Values are expressed as mean ± SE (n = 9) in the columns with different superscripts differ significantly (p < 0.05).

Total leukocyte count (TLC) plays an important role in defence mechanism. The level of TLC were significantly higher in BF group fishes on 40, 50 and 60 dpv compared with the FC and control group fishes. Despite the fact that vaccinated fish showed increased TLC, there was no noticeable difference between the treatments at 0 and 10 dpv. Platelets count were raised at 0 dpv in case of control fishes, moreover, significantly higher at 10 and 20 dpv than both the vaccinated treatments (P < 0.05). Surprisingly, at 50 and 60 dpv control fishes had significant lower platelets count compared to BF vaccinated fishes (Table 4).

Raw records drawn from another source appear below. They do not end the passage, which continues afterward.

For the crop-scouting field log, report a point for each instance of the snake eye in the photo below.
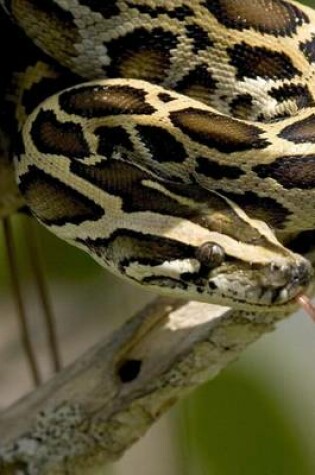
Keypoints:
(210, 254)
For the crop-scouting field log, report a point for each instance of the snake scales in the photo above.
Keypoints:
(179, 166)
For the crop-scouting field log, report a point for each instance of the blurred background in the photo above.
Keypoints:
(255, 418)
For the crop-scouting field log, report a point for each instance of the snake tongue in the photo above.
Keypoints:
(307, 305)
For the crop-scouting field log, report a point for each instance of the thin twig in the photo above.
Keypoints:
(18, 299)
(91, 412)
(33, 248)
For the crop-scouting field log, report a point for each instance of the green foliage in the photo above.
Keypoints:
(233, 426)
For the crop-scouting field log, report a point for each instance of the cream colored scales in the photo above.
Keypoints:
(177, 167)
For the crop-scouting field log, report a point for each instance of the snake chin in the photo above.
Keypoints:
(277, 286)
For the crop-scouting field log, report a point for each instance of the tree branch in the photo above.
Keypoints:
(92, 411)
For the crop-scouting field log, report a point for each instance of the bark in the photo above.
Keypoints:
(92, 411)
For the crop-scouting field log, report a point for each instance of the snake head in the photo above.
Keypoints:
(219, 255)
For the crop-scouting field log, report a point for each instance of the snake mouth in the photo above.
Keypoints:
(274, 289)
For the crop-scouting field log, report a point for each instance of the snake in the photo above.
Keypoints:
(174, 141)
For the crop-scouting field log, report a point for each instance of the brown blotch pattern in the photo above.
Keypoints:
(308, 49)
(260, 207)
(101, 101)
(298, 93)
(106, 9)
(198, 84)
(217, 171)
(275, 17)
(141, 54)
(162, 145)
(257, 61)
(301, 131)
(59, 138)
(241, 106)
(52, 27)
(125, 180)
(217, 131)
(111, 139)
(291, 171)
(55, 203)
(154, 250)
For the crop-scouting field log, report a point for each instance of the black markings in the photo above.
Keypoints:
(39, 91)
(200, 37)
(59, 138)
(210, 255)
(166, 97)
(257, 61)
(129, 370)
(163, 146)
(180, 13)
(101, 101)
(308, 49)
(275, 17)
(241, 106)
(141, 54)
(218, 131)
(106, 9)
(291, 171)
(54, 11)
(112, 139)
(212, 169)
(297, 92)
(303, 243)
(55, 203)
(301, 131)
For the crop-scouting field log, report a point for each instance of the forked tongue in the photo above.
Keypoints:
(307, 305)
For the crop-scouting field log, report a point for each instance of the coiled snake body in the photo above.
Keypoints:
(195, 146)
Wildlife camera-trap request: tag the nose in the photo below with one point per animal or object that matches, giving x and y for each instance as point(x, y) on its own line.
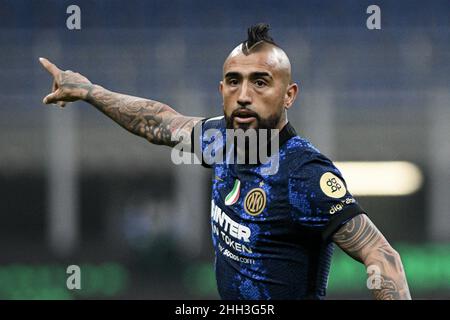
point(244, 98)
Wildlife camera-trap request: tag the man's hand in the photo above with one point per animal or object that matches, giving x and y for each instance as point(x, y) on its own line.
point(67, 86)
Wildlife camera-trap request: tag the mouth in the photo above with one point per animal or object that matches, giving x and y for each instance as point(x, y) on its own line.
point(244, 116)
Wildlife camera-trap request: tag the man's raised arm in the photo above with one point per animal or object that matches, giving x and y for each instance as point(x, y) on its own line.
point(152, 120)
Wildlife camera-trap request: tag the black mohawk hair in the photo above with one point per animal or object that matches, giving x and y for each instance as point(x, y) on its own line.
point(256, 34)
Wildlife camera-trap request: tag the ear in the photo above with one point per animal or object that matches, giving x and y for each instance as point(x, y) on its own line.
point(291, 94)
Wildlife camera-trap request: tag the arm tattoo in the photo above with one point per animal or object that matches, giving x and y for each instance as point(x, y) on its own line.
point(152, 120)
point(361, 239)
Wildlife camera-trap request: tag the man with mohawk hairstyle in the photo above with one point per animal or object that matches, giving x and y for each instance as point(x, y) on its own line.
point(273, 234)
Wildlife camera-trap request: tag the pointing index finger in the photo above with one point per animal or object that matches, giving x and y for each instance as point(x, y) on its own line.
point(54, 70)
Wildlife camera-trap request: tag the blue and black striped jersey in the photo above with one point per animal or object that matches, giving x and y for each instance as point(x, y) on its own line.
point(272, 233)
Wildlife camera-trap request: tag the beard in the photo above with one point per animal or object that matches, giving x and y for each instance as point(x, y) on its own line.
point(270, 122)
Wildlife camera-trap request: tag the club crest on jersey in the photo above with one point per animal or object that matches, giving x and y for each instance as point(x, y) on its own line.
point(255, 201)
point(233, 196)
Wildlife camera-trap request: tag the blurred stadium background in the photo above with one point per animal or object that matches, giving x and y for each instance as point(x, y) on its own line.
point(77, 189)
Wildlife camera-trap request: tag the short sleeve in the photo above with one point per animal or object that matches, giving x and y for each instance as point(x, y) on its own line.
point(319, 197)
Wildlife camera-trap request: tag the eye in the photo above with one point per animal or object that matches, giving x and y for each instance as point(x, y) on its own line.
point(260, 83)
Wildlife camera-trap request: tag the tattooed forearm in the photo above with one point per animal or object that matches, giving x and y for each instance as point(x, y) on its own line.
point(152, 120)
point(364, 242)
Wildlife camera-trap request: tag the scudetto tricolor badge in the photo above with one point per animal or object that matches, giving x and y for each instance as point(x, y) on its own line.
point(255, 201)
point(233, 196)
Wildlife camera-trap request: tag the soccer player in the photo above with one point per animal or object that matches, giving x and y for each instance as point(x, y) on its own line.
point(273, 234)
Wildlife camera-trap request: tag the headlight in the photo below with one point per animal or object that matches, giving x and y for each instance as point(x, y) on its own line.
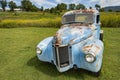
point(38, 51)
point(90, 58)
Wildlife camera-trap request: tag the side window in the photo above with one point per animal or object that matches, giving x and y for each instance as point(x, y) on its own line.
point(97, 19)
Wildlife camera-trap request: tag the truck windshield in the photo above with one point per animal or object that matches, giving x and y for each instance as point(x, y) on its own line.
point(78, 18)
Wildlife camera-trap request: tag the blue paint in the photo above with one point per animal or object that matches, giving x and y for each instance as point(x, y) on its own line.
point(82, 40)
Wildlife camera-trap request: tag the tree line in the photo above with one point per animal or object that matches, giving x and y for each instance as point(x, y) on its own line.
point(26, 5)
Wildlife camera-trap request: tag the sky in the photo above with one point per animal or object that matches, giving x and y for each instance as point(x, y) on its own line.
point(87, 3)
point(105, 3)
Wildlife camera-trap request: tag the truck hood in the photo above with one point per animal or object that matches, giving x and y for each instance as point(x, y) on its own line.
point(71, 34)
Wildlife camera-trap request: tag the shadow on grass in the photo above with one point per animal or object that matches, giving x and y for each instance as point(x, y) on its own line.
point(51, 70)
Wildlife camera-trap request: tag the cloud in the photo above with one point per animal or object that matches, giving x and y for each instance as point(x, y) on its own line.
point(105, 3)
point(45, 3)
point(68, 1)
point(53, 3)
point(94, 1)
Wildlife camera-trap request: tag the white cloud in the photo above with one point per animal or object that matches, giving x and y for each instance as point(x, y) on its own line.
point(45, 3)
point(105, 3)
point(68, 1)
point(94, 1)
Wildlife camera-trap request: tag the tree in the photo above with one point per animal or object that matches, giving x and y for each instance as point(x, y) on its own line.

3.6. Biochemical parameters

At 0 dpv, vaccinated groups showed significantly higher SGPT levels than the unvaccinated group (Fig. 5). In contrary, at 20 dpv, SGPT showed significant increase in control fishes than the vaccinated fishes. No significant difference noted among the treatments at 10, 30, 40 and 50 dpv (P > 0.05). However, at 60 dpv SGPT had reached significant lower level in BF vaccinated fishes compared to both FC vaccinated and control fishes. The SGOT level (Fig. 6) followed the same trend as SGPT in the in the present study. The ALP level in the FC marked a significant raise at 50 dpv, in comparison to the corresponding data for control (P < 0.05) (Fig. 7).

Fig. 5.

Comparison of SGPT (IU/l) between treatment groups.

Fig. 6.

Comparison of SGOT (IU/l) between treatment groups. Same letters indicate no significant differences (P>0.05) between groups (Mean ± SE, n = 9).

Fig. 7.

Comparison of alkaline phosphate (IU/l)) between treatment groups.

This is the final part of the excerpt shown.